Silvergate Bank, once a cornerstone of the crypto financial world until its collapse in early 2023, defrauded its investors by lying about its anti-money laundering controls and misleading investors about how the fallout from the FTX collapse would affect it, the Securities and Exchange Commission says in a lawsuit. Also named in the suit were the company’s chief executive officer, chief risk officer, and chief financial officer.
Silvergate agreed to pay $50 million to settle the charges, without admitting or denying the allegations, the SEC said in a statement. CEO Alan Lane and CRO Kathleen Fraher also settled for $1 million and $250,000 each.
Silvergate said it had an effective anti-money laundering (AML) program tailored specifically to crypto but actually didn’t adequately monitor “approximately $1 trillion” in transactions, the complaint says. Silvergate also didn’t notice “nearly $9 billion in suspicious transfers” by FTX entities.
FTX was among Silvergate’s largest customers, the SEC says. Days after the crypto exchange declared bankruptcy, the bank run that would ultimately kill Silvergate had begun. Lane, aware of social media chatter about Silvergate, asked the bank to review its relationship with FTX. That review found more than 300 suspicious transactions in 2022. Those suspicious transfers totaled almost $9 billion, the SEC complaint says.

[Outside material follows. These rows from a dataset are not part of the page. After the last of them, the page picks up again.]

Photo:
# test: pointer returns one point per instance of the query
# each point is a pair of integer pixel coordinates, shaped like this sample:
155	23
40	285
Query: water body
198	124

At that point, Silvergate’s chief financial officer Antonio Martino “engaged in a fraudulent scheme to mislead investors about the Bank’s dire financial condition,” the SEC alleges. Martino knew the bank had borrowed billions, which it would have to repay in January and February 2023. The only way that could happen would be by selling securities, but Martino approved an earnings release that “falsely stated the Bank expected to sell only $1.7 billion in securities during the First Quarter of 2023, of which it had already sold $1.5 billion.”
That earnings release understated Silvergate’s losses from its securities sales, the SEC complaint alleges. Martino also lied on the bank’s quarterly earnings call, according to the complaint.
Martino “categorically denies” these allegations, said his attorney, Adam Lurie, in a statement emailed to The Verge by Rachel Katz, a spokeswoman for Martino’s law firm Linklaters. “Mr. Martino acted reasonably and in good faith throughout his time at Silvergate. He denies any wrongdoing and intends to challenge the SEC’s claims in court,” said Lurie, who was also directly quoted in a statement Katz said was his.
At the heart of the SEC’s allegations is the network Silvergate ran to allow crypto customers to transact at all hours, called SEN. This was used by, among others, stablecoin issuers such as Circle, Paxos, and Gemini. Though Silvergate said SEN was safe, the SEC says the network wasn’t being automatically monitored for suspicious transactions for “at least 15 months prior to November 2022.”
What’s more, on several occasions in 2022, the bank’s government examiners made it clear to the C-suite that Silvergate’s program for compliance with the Bank Secrecy Act was inadequate.
The earnings statement for the first quarter of 2023 wasn’t the only one alleged to contain fraud. In November 2022, the company suggested to investors that it had a “state-of-the-art” compliance program. In reality, the SEC says there was no automatic monitoring for several months before that earnings statement was released.
Update, July 1st: Added Linklater’s statement, SEC press release, and settlement details.